I was on the phone with my wife and said, "I'm almost home, honey, please put the coffee maker on." After a twenty-second pause, I asked, "You still there, sweetheart?"
"Yeah," she replied. "But I don't think the coffee maker wants to talk right now"
How did the mobile phone propose to his girlfriend?
He gave her a ring
My son accidentally smashed his foot on the table and as he was hopping around the room screaming in pain, I rushed to the phone, picked it up and asked him, "Do you want me to call..."
"...a TOE TRUCK!!??"
I got a new cell phone for my wife...
Pretty awesome trade if you ask me!
What kind of phone does a burglar use?
A no-key-a.
My cell phone got drunk.
It took too many screenshots.
I phoned OK magazine the other day. They answered and said "Hello?", so I said "Sorry, wrong number," and hung up.

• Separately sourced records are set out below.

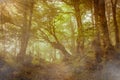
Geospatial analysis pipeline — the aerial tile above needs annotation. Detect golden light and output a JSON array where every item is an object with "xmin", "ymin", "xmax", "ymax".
[
  {"xmin": 0, "ymin": 0, "xmax": 6, "ymax": 3},
  {"xmin": 0, "ymin": 0, "xmax": 17, "ymax": 16}
]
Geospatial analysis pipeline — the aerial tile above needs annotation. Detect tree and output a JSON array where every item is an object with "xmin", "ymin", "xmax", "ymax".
[
  {"xmin": 62, "ymin": 0, "xmax": 84, "ymax": 57},
  {"xmin": 32, "ymin": 0, "xmax": 72, "ymax": 60},
  {"xmin": 18, "ymin": 0, "xmax": 35, "ymax": 58},
  {"xmin": 111, "ymin": 0, "xmax": 120, "ymax": 46}
]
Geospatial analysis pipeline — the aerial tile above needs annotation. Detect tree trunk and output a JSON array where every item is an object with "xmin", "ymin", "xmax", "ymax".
[
  {"xmin": 51, "ymin": 42, "xmax": 71, "ymax": 60},
  {"xmin": 18, "ymin": 7, "xmax": 29, "ymax": 57},
  {"xmin": 70, "ymin": 18, "xmax": 76, "ymax": 54},
  {"xmin": 111, "ymin": 0, "xmax": 120, "ymax": 46},
  {"xmin": 93, "ymin": 0, "xmax": 114, "ymax": 62},
  {"xmin": 73, "ymin": 1, "xmax": 84, "ymax": 56},
  {"xmin": 93, "ymin": 0, "xmax": 103, "ymax": 63},
  {"xmin": 98, "ymin": 0, "xmax": 112, "ymax": 48},
  {"xmin": 18, "ymin": 1, "xmax": 34, "ymax": 58}
]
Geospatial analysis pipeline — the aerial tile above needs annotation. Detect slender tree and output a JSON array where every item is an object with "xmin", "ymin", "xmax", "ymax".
[
  {"xmin": 93, "ymin": 0, "xmax": 103, "ymax": 63},
  {"xmin": 98, "ymin": 0, "xmax": 112, "ymax": 48},
  {"xmin": 93, "ymin": 0, "xmax": 115, "ymax": 62},
  {"xmin": 111, "ymin": 0, "xmax": 120, "ymax": 46},
  {"xmin": 18, "ymin": 0, "xmax": 35, "ymax": 58},
  {"xmin": 62, "ymin": 0, "xmax": 84, "ymax": 56},
  {"xmin": 72, "ymin": 0, "xmax": 84, "ymax": 56}
]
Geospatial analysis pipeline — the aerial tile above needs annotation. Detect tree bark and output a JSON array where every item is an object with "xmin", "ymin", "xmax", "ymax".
[
  {"xmin": 50, "ymin": 42, "xmax": 71, "ymax": 60},
  {"xmin": 93, "ymin": 0, "xmax": 103, "ymax": 63},
  {"xmin": 18, "ymin": 1, "xmax": 34, "ymax": 58},
  {"xmin": 111, "ymin": 0, "xmax": 120, "ymax": 46},
  {"xmin": 73, "ymin": 1, "xmax": 84, "ymax": 55},
  {"xmin": 98, "ymin": 0, "xmax": 112, "ymax": 48},
  {"xmin": 93, "ymin": 0, "xmax": 114, "ymax": 62}
]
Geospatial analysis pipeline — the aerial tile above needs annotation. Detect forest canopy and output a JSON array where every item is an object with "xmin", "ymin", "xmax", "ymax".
[{"xmin": 0, "ymin": 0, "xmax": 120, "ymax": 80}]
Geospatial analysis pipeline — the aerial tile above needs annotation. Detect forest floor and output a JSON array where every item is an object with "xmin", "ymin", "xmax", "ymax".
[{"xmin": 0, "ymin": 55, "xmax": 120, "ymax": 80}]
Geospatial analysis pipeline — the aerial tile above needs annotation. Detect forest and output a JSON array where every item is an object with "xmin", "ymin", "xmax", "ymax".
[{"xmin": 0, "ymin": 0, "xmax": 120, "ymax": 80}]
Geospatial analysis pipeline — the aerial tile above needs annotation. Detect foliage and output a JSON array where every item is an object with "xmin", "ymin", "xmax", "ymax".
[{"xmin": 0, "ymin": 0, "xmax": 120, "ymax": 80}]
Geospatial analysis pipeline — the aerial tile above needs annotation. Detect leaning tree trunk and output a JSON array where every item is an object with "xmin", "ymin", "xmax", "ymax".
[
  {"xmin": 50, "ymin": 41, "xmax": 71, "ymax": 60},
  {"xmin": 43, "ymin": 38, "xmax": 71, "ymax": 60}
]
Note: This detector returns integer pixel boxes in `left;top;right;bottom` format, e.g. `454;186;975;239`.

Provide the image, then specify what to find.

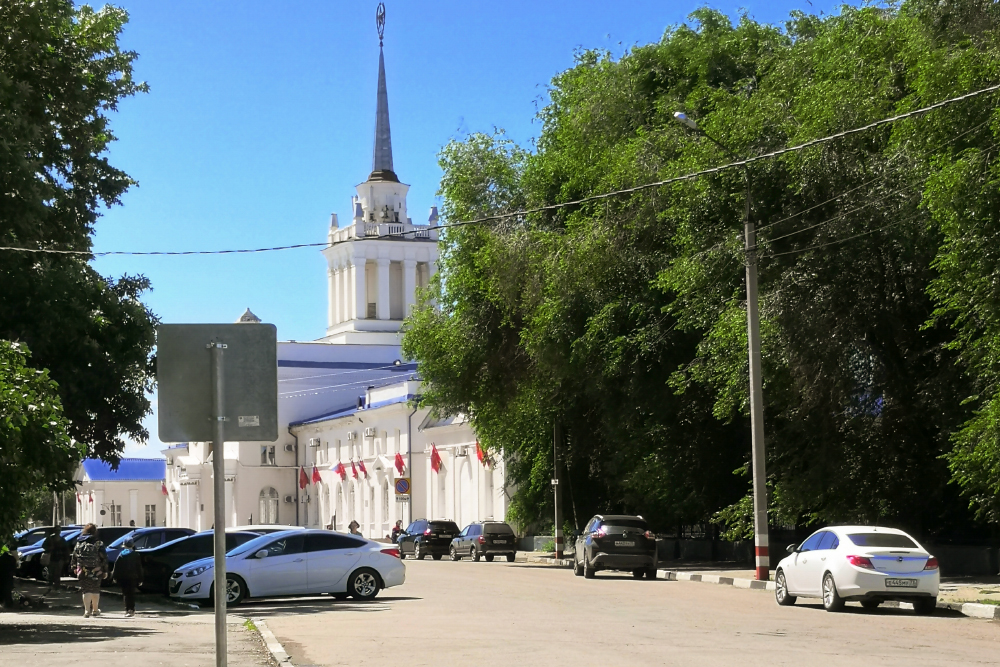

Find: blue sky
99;0;845;456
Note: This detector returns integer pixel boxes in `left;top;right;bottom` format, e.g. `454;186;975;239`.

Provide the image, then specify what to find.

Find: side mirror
255;550;269;559
786;544;798;555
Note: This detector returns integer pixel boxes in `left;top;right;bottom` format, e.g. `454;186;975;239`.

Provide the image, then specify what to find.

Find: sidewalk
0;579;270;667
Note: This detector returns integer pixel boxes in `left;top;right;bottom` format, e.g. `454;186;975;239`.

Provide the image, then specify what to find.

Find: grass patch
243;618;258;632
977;599;1000;606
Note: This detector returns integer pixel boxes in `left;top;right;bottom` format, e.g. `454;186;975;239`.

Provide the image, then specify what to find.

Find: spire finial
376;3;385;47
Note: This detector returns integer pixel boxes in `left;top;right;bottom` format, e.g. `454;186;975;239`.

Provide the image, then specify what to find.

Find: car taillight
924;556;939;570
381;548;400;558
423;528;432;535
846;555;875;569
594;529;606;539
644;530;653;540
477;536;485;544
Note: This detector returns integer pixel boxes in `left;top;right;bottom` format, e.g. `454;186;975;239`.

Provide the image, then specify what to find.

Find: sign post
157;324;278;667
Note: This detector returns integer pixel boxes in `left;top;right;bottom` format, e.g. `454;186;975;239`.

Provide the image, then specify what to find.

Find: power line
2;82;998;258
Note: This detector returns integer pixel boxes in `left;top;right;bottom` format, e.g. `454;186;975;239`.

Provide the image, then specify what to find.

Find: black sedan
139;530;261;593
397;519;460;560
573;515;657;579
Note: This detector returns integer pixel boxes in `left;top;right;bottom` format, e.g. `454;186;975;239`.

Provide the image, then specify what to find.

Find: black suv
450;522;518;562
397;519;460;560
574;514;657;579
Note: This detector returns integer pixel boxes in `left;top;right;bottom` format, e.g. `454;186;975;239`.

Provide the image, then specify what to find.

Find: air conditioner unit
346;431;356;441
308;438;321;448
364;427;377;438
283;443;295;453
283;495;294;504
457;447;468;457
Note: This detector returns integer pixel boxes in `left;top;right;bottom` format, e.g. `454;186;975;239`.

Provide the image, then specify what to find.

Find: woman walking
71;524;108;618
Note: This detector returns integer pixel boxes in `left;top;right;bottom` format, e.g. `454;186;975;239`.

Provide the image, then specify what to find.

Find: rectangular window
394;429;400;454
335;439;341;461
144;504;156;527
261;445;275;466
110;504;122;526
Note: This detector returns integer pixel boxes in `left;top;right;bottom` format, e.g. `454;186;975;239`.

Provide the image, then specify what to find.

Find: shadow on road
792;601;966;618
0;623;158;645
235;594;422;617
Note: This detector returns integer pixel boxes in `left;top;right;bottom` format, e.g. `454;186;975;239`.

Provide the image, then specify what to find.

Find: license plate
442;535;452;539
615;541;635;547
493;540;507;544
885;578;918;588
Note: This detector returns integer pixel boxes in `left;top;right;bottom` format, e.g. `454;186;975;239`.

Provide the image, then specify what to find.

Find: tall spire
369;3;398;182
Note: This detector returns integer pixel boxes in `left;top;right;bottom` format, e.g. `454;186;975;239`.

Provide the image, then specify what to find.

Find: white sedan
774;525;939;614
169;529;405;604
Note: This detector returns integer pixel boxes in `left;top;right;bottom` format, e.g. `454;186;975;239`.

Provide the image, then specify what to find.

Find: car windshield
847;533;918;548
227;532;284;557
108;531;139;549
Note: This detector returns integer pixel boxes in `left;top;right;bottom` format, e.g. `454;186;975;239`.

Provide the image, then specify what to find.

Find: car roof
232;525;305;533
595;514;646;522
823;525;912;536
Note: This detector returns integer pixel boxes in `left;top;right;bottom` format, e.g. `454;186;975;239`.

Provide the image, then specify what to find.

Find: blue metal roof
291;393;418;427
82;458;166;481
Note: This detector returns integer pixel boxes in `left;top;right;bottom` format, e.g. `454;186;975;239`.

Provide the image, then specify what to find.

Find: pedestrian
129;520;135;528
71;523;108;618
348;520;361;535
112;538;143;617
391;520;403;543
41;525;70;589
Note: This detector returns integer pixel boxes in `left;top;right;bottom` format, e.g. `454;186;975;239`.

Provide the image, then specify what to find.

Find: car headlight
186;565;211;577
183;582;202;594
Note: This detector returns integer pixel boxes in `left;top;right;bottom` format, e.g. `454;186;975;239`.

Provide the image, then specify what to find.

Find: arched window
259;487;279;524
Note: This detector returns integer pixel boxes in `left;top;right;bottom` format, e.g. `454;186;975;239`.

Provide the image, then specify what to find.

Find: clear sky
98;0;846;456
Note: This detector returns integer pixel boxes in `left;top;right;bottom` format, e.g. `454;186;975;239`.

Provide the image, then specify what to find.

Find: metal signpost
157;324;278;667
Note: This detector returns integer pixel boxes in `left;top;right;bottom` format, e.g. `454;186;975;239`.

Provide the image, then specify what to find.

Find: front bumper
169;572;213;600
590;552;656;571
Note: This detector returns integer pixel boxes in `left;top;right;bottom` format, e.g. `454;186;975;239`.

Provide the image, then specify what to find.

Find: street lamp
672;111;770;581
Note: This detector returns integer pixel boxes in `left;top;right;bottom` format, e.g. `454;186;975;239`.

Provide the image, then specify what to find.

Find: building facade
160;33;506;538
75;458;167;528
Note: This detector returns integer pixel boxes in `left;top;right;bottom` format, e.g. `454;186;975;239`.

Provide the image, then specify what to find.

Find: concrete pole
209;341;228;667
553;421;562;559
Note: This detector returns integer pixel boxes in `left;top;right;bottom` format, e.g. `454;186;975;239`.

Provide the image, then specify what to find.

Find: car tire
432;554;443;561
775;569;796;606
211;575;246;606
399;549;406;560
822;572;844;612
913;597;937;615
584;554;595;579
348;568;380;601
506;553;516;563
632;569;645;579
645;567;658;580
574;557;584;577
415;543;425;560
485;554;494;562
450;546;460;561
472;547;480;562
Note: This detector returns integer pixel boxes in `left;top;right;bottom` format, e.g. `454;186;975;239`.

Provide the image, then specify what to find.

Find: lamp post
673;112;770;581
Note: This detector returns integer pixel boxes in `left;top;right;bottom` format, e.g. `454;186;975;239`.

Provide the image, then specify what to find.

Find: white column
403;259;417;314
354;259;367;319
129;489;138;526
339;263;349;323
328;267;336;327
225;478;234;527
425;453;433;519
376;258;391;320
336;264;345;323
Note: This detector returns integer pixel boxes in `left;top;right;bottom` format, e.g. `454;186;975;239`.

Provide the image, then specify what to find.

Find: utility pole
552;421;562;559
673;111;770;580
210;341;228;667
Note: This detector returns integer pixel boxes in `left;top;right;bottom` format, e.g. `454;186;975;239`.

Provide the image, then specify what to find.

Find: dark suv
450;522;518;562
397;519;460;560
574;514;657;579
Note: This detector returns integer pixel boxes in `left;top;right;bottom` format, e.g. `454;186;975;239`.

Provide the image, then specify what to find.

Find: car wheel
485;554;494;562
472;547;480;562
632;568;645;579
432;554;443;561
822;572;844;612
399;549;406;560
573;557;584;577
415;542;425;560
584;554;595;579
506;553;516;563
450;546;460;561
211;576;246;606
860;599;881;610
348;568;380;601
775;569;796;606
913;597;937;615
645;567;658;580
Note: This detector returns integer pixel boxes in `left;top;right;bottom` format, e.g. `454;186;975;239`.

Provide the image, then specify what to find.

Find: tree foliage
0;0;156;468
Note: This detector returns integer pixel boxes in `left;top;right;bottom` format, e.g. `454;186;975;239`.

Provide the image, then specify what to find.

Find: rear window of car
429;521;459;533
600;519;648;531
847;533;918;548
484;523;514;535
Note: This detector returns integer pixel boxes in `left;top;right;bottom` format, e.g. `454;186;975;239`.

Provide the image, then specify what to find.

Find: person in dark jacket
42;526;70;588
112;538;143;617
71;524;108;618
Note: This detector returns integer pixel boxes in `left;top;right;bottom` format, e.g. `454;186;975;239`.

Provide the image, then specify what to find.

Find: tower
321;6;438;345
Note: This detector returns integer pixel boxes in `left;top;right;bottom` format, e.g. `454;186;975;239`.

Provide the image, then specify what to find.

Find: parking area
259;559;1000;667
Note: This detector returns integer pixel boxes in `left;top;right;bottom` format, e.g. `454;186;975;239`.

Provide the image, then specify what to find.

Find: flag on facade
394;452;405;475
311;466;322;484
350;460;358;478
332;462;347;480
76;492;81;504
430;444;442;473
88;491;93;503
299;466;309;489
357;459;368;478
161;481;168;496
476;441;486;466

I asked my son to go get me a phone book. He laughed, called me a dinosaur, and handed me his iPhone.
The spider is dead, the iPhone screen is cracked, and my son is furious!
The umpire kept answering his phone during the softball game.
He said he didn't want to miss any calls.
You didn't hear the joke about cell phones?
Probably because it had a bad reception.
4G, or not 4G, that is the question.
I was testing the speaker phone on the intercom on our landline with my father yesterday.
It started to make that annoying noise. My old man said it was too close to call.
How does the cell phone call his girlfriend on Valentine's Day? He gives her a ring.
I want to tell you one more painful phone pun but I decided it's uncalled for.
My wife and I got married under a cell phone tower.
The ceremony wasn't great, but the reception was perfect.